Empoli, Fiorentina, Lazio, Verona e Udinese sono state multate lunedì dal giudice sportivo della Lega Serie A “per non avere i propri sostenitori rispettato il minuto di silenzio disposto dalla Figc” in memoria del Presidente emerito della Repubblica Giorgio Napolitano, scomparso lo scorso 22 settembre a 98 anni. Fischi e cori che sono valsi ai cinque club un’ammenda di 5 mila euro ciascuno e che, infine, evidenziano un aspetto di fondo: il calcio, in generale, ha un problema con i minuti di raccoglimento, specie quando vengono disposti in memoria di esponenti politici, per quanto di primo piano e assai rilevanti nella storia del Paese, come appunto Giorgio Napolitano.
Contro il sistema
Le curve e gli ultras, da sempre e in particolare dopo la direttiva che nel 2009 introdusse la tessera del tifoso, il politico viene visto in genere come controparte, fautore di legislazioni repressive nei confronti di movimento che di queste si considera vittima e rivendica una libertà sui generis e il controllo sulla porzione di stadio che tradizionalmente occupa nelle sue principali frange ultras. Del resto quella ultras è una cultura che si percepisce sostanzialmente come antisistema, e i politici, specie quelli che hanno o hanno avuto posizioni apicali, per definizione sono sistema.
Il Divo e gli altri
Così, nel corso degli ultimi dieci anni, si è assistito in diverse occasioni a fischi e cori insultanti nei confronti di esponenti della politica italiana proprio nei minuti di raccoglimento a loro dedicati. Il caso più eclatante è probabilmente quello che riguarda Giulio Andreotti, scomparso il 6 maggio 2013 e per omaggiare il quale Il Coni dispose il minuto di silenzio su tutti i campi – in tutte le manifestazioni sportive, in realtà – per le partite dei giorni successivi. Fischi assordanti arrivarono da tutti gli stadi (Torino, Siena, Bologna, Milano, Bergamo), ma stupirono in particolare quelli dell’Olimpico, prima di un Roma-Chievo, nonostante Andreotti non avesse mai nascosto la sua fede giallorossa e, per un certo periodo, al vertice del club ci fosse stato Franco Evangelisti, a lungo suo braccio destro.

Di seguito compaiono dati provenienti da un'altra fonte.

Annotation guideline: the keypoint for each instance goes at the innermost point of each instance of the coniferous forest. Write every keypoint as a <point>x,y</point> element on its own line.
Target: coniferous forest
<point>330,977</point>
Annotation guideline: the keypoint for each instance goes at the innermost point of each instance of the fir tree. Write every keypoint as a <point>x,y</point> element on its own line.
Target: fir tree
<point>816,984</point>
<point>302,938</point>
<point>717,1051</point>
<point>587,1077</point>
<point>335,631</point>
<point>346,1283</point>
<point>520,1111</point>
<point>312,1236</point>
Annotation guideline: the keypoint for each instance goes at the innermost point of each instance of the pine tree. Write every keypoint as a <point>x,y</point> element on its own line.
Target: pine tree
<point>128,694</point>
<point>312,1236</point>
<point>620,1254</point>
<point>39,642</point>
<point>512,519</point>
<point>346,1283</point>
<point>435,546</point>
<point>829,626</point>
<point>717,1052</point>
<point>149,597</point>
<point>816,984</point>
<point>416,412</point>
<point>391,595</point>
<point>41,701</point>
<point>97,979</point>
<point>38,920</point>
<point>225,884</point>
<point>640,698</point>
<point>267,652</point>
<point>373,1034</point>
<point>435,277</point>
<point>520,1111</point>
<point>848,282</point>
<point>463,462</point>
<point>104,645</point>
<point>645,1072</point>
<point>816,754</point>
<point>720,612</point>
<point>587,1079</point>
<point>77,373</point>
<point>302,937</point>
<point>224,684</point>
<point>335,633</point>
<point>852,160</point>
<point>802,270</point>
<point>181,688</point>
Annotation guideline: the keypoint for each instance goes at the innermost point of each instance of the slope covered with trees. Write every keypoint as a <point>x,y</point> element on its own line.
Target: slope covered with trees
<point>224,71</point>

Tre anni prima, nel 2010, anche per la morte del presidente emerito Francesco Cossiga venne disposto il minuto di silenzio. E, soprattutto allo stadio di Livorno l’occasione fu propizia per il lancio di cori insultanti da parte della parte più calda della tifoseria (che espose anche uno striscione di contestazione politica, riferita agli anni in cui Cossiga era stato ministro dell’Interno: “Giorgiana Masi, Francesco Lorusso: noi non dimentichiamo”), e nel 2016 dopo la morte di Carlo Azeglio Ciampi, livornese, il minuto di raccoglimento alla sua memoria venne interrotto da cori e fischi a La Spezia e da parte degli ultras della Lucchese, tifoserie storicamente nemiche di quella amaranto. Fischi si levarono anche a Genova, Torino, Bari e Udine, dove la Procura aprì addirittura un’inchiesta per il reato di vilipendio. Nel 2012 era toccato a Oscar Luigi Scalfaro, fischiato soprattutto a Roma, che peraltro è il luogo di residenza dei Presidenti della Repubblica, coloro che, in definitiva, promulgano le leggi, comprese quelle che gli ultras considerano repressive.
L’eccezione Berlusconi
Fa eccezione, fra tutti, Silvio Berlusconi. L’unico di questa lista, insieme ad Andreotti, a non essere mai stato Presidente della Repubblica e al quale è stato concesso l’onore del minuto di raccoglimento. Ora, Berlusconi è morto il 12 giugno, a stagione calcistica praticamente terminata (nelle poche gare che si giocarono, la finale playoff di C Foggia-Lecco e soprattutto Spagna-Italia non vi furono fischi né cori). Questo ha diminuito le possibilità di contestazione. Tuttavia la sua figura, generalmente, dagli ultras, anche avversari, è sempre stata vista con una certa simpatia, come hanno dimostrato gli omaggi (striscioni, post, comunicati) delle tifoserie organizzate di rivali del suo Milan come Juventus, Inter e Napoli.
Berlusconi, per spregiudicatezza, linguaggio, passioni e per la sua figura arcitaliana è stato percepito dagli ultras, di fatto, come uno di loro. Paradossalmente, quasi una figura antisistema, ed è abbastanza singolare se si pensa che le spinte al “calcio moderno” le cui caratteristiche gli ultras disprezzano si deve anche alle spinte del Berlusconi imprenditore televisivo, ormai quarant’anni fa, e che era a Palazzo Chigi quando entrò in vigore la tessera del tifoso. Era il governo Berlusconi IV.